10. The issue before us concerns judicial officers presiding over an evidentiary hearing that, by statute, is convened under the jurisdiction and authority of a circuit court and requires a determination from the evidence to be made by the presiding judicial officer. Judge Black's opinion's citation to Department of Highway Safety & Motor Vehicles, Bureau of Administrative Reviews v. Fernandez, 114 So.3d 266 (Fla. 3d DCA 2013), has no bearing on this issue. That case addressed the propriety of a hearing officer's telephonic appearance for a driver's license revocation proceeding administered through the Department of Highway Safety and Motor Vehicles. See art. V, § 1, Fla. Const. (“The legislature may establish by general law a civil traffic hearing officer system for the purpose of hearing civil traffic infractions.”).
11. Cf. The Fla. Bar re: Rules of Judicial Admin., 462 So.2d 444, 445 (Fla.1985) (observing, in adopting the rules of judicial administration, “that all parties have an absolute right to prohibit the taking of testimony of a witness by communication equipment”); Fla. R. Jud. Admin. 2.530(b) (authorizing use of communication equipment “for a motion hearing, pretrial conference, or a status conference”). I fully share Judge Wallace's concerns about the qualitative shortcomings of videoconference court proceedings; indeed, my view of the judicial duty to preside over these proceedings in person protects litigants from the very serious problems he so thoroughly recounts.
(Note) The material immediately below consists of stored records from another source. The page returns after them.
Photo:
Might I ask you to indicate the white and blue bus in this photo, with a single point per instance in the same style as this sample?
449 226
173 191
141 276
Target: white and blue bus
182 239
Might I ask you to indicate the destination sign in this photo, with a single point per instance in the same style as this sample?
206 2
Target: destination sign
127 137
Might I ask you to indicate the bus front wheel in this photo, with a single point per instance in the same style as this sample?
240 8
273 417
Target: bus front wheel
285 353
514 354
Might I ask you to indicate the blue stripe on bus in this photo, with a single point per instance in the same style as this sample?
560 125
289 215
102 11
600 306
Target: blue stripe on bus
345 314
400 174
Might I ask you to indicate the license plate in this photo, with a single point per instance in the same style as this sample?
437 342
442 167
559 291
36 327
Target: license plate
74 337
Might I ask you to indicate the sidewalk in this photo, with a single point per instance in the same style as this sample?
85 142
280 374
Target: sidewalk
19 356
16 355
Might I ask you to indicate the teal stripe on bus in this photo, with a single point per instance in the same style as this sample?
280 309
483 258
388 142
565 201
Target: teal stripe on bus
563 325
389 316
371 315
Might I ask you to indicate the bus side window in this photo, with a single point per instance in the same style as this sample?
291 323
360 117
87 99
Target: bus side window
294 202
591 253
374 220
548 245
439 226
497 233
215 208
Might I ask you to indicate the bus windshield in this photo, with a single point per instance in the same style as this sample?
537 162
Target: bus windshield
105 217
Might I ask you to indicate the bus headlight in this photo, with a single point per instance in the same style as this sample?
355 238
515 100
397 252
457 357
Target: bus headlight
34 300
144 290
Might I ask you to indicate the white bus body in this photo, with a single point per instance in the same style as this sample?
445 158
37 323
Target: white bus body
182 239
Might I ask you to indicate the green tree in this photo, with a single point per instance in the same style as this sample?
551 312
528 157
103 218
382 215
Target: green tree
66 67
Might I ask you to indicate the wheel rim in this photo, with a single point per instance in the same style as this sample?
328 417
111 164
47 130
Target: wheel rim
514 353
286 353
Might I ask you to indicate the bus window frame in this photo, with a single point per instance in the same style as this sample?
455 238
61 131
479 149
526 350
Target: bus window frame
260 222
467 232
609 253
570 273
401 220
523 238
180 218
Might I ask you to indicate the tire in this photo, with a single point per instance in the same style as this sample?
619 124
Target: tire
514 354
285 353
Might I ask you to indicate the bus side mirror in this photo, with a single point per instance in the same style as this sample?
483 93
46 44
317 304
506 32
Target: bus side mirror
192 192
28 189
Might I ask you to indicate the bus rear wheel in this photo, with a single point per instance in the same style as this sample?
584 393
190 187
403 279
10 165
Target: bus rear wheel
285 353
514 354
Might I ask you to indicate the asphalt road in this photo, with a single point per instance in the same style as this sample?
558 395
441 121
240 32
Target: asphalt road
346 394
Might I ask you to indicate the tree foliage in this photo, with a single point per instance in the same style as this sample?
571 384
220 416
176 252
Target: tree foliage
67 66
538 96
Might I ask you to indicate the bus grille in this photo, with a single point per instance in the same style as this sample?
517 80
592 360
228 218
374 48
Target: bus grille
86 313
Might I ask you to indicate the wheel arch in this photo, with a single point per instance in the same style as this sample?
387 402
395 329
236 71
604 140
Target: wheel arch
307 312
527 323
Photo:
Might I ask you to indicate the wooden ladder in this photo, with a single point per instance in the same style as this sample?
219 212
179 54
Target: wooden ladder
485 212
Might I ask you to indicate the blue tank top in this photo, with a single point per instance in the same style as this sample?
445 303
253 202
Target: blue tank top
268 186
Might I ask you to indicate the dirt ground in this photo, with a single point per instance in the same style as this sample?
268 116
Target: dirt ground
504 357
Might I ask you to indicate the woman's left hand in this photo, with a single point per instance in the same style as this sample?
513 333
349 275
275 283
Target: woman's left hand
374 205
That this duty derives from the establishment of our courts and the lawful duty imposed on judges to hear and decide cases also, in my opinion, provides a more felicitous grounding for mandamus review in general. However, if I am mistaken about the extent of a judge's duty to preside in person, if there is any uncertainty about the ministerial duty here, then we ought to look to the constitution, state statutes, or a court opinion interpreting the organic sources of ministerial duties—rather than issue a call-and-response to an unelected committee of lawyers and judges—for guidance.
12. Although I suspect in many of the rulings in which we see a writ of mandamus issued to enforce a rule of procedure, one would only need to scratch the surface of the cited rule to discern a more substantive, legal duty that was being compelled. For example, our holding in Office of the Attorney General v. Shore, 41 So.3d 966 (Fla. 2d DCA 2010), focused on whether the clerk of the circuit court had complied with applicable appellate and judicial administration rules by forwarding copies of criminal case records to a public defender in CD–ROM format, but the underlying source of the clerk's ministerial duty to compile and provide access to a record is founded in state statutes. See § 28.13, Fla. Stat. (2010); Radford v. Brock, 914 So.2d 1066, 1068 (Fla. 2d DCA 2005) (“The Clerk of the Circuit Court has a legal duty to maintain and to provide access to the records contained in its files unless the records are legally exempt from disclosure.” (citing §§ 28.13; 119.01(1), (3); 119.011(1), (2), Fla. Stat. (2003))). Even in Gawker Media, LLC v. Bollea, 170 So.3d 125 (Fla. 2d DCA 2015), we appeared to premise our issuance of mandamus as much on the force of well-established precedent as on the mandatory language of rule 1 .440. Id. at 130 (“Indeed, a trial court's obligation to hew strictly to the rule's terms is so well established that it may be enforced by a writ of mandamus․”)
WALLACE, J., Concurs with opinion. LUCAS, J., Dissents with opinion.